Standard mobile reception allows you to text and make calls, while more recent signals like 3G, 4G and 5G allow devices to connect to the internet. But all come from the same cell towers

A report by network testing specialist MedUX carried out in 2024 ranked London rock bottom for overall 5G mobile service in a list of 15 major cities in Europe

According to the network coverage mapper Streetwave, only 55 per cent of Britain’s land mass has acceptable coverage.

The UK ranks 59th in the world for mobile download speeds, behind Kazakhstan, Peru and Vietnam. South Korea’s network is three times faster than ours.

What has gone wrong? Surely the UK, a G7 country without a major war in almost a century, can’t struggle where Afghanistan, hardly the poster child of development, has succeeded? Well, it can. And the explanation is down to the same reason so much else in our national life is paralysed: planning.

Britain’s planning system makes new masts extraordinarily difficult to build. The overall planning approval rate in England is 86 per cent but for telecom masts, it is just 51 per cent.

In some local authorities, rejection rates exceed 80 per cent. Even successful applications can take months, with some known to take up to 500 days.

And that’s not taking into account the applications abandoned before the process has even started, thanks to the risk of rejection. Too often, angry neighbours are louder than the wider community who would benefit from a new mast.

The path of least resistance, therefore, is for local politicians to oppose new masts. Those rejections are made easier partly because of how we measure coverage. An area can count as ‘covered’ even if mobile data is very slow, simply because it is technically possible to connect to the phone network there.

Worse, masts can be easily torn down by land developers and only need replacing within three years.

State control and taxes strangulate mast companies and mobile networks, too, making it ever more difficult for them to invest in new infrastructure.

This ludicrous web of state intervention is not just killing an industry, it’s killing our country.

None of this is inevitable. In France, for example, the regulator demands networks maintain coverage along high-speed train lines with fibre laid into the tracks.

Nor are our troubles down to the decision to remove China’s Huawei from our networks. France did the same. They started ripping Huawei out in 2021, but their network is still better than ours.

So what can we do?

First, we must grant automatic planning permission. If mobile operators see the need for a mast, planning should be granted – unless there are novel and distinct grounds for objecting.

Second, we need shared access. Network Rail has been in public ownership for years and my proposal is simple: when a track will be closed for planned work,

network operators should have guaranteed rights of access to upgrade equipment on the network. If we’re paying for that disruption already, we should be able to benefit from better connectivity after the work is done.

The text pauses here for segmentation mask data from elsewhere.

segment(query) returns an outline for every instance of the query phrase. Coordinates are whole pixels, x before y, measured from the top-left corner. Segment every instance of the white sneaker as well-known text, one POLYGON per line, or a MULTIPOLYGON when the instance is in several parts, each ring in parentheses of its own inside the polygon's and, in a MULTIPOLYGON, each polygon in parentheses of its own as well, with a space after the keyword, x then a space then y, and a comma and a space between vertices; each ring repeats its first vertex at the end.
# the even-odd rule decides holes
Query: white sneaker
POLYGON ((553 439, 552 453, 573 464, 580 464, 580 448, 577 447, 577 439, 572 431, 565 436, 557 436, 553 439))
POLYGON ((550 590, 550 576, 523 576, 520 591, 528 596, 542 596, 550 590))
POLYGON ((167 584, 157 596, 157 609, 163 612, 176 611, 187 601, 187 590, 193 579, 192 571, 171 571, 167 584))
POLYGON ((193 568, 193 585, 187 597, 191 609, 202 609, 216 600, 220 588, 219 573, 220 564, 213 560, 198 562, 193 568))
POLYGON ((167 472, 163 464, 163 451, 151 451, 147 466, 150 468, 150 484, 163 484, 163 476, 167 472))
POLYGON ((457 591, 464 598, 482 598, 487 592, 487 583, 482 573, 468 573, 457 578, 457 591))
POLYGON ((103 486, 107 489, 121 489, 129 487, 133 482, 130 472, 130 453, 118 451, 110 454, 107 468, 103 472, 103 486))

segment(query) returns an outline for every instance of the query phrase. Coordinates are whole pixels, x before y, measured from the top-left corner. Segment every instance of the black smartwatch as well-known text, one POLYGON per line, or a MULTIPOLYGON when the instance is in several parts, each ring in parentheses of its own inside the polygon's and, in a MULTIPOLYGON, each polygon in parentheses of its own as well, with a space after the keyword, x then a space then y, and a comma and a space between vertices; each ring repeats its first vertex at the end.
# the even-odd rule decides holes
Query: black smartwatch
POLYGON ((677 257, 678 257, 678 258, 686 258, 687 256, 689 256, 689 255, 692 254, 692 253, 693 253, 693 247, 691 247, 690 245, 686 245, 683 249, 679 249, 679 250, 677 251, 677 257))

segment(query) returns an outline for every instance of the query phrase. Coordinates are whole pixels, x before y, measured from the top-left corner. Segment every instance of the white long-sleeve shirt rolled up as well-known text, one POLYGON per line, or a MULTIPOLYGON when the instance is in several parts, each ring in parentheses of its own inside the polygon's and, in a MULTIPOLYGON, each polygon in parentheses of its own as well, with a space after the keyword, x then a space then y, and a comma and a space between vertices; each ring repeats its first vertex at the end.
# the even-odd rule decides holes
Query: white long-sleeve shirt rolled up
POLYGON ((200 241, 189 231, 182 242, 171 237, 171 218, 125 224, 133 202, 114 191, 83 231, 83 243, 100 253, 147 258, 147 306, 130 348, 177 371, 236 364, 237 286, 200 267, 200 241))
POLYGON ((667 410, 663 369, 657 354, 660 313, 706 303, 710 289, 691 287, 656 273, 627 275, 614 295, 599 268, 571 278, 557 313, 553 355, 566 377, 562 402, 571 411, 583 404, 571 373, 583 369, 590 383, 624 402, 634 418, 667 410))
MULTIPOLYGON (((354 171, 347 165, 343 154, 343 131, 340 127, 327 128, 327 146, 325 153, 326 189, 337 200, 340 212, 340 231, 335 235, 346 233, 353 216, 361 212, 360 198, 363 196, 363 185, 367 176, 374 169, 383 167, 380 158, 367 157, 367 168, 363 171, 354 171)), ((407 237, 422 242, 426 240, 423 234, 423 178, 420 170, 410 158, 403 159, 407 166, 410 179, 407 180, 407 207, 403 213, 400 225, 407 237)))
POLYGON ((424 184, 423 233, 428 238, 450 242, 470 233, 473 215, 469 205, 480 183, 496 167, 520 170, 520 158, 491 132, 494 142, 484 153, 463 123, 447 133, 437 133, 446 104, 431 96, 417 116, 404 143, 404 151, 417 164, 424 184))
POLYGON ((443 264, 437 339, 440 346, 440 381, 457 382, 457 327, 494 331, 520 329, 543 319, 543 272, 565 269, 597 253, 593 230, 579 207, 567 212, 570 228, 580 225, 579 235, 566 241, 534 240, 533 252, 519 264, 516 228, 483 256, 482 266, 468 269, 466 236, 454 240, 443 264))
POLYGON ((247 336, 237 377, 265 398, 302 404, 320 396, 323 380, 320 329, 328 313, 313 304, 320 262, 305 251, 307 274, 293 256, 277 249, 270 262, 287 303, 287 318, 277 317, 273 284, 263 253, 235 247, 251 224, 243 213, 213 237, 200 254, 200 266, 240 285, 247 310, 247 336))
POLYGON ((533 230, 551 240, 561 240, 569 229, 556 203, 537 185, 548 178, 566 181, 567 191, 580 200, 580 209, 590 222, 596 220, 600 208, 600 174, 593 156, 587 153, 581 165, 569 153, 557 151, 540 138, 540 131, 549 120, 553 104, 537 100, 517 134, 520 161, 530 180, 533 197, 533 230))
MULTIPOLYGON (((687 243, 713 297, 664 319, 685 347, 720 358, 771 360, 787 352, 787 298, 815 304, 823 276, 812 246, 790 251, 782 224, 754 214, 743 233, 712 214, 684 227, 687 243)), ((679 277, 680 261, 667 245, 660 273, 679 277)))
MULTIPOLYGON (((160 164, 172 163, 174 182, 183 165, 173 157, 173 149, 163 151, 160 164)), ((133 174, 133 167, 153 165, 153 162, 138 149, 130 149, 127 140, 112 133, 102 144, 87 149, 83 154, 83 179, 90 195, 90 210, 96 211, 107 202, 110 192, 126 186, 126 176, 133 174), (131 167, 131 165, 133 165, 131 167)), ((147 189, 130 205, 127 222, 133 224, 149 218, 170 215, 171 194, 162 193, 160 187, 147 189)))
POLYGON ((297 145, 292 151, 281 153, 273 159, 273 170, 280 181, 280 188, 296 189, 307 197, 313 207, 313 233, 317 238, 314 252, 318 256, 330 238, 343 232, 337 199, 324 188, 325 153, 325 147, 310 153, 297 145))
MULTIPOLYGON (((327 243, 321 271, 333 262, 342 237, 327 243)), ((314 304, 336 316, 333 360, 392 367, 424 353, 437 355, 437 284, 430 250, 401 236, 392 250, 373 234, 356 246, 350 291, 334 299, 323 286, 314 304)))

The Government will point to Project Reach, its partnership with Network Rail and private firms to do exactly that. But it covers only the East Coast, West Coast and Great Western lines, leaving South Eastern Main Line, the route through my own constituency and the gateway to the Continent, with nothing. That must change.

My last demand is for the Government to put a minister in charge of the rollout – this isn’t a question of technology but of will.

None of this needs the Treasury. It simply needs ministers to accept that phone signal sits alongside water and power as the basic plumbing of national life.

It could not be more critical as Britain modernises. Waymo, the self-driving car company, is planning to launch in London later this year – something that could be hampered by the city’s poor signal. In the countryside too, the self-steering tractors that are crucial to modern farming cannot work without decent connection.

BT reckons a full 5G rollout could add £230billion to the economy by 2035. But the truth is, it could unlock growth beyond that.

We led the world once because we chose to connect – and our failure to keep up is costing us all.

Tom Tugendhat is the former Conservative security minister.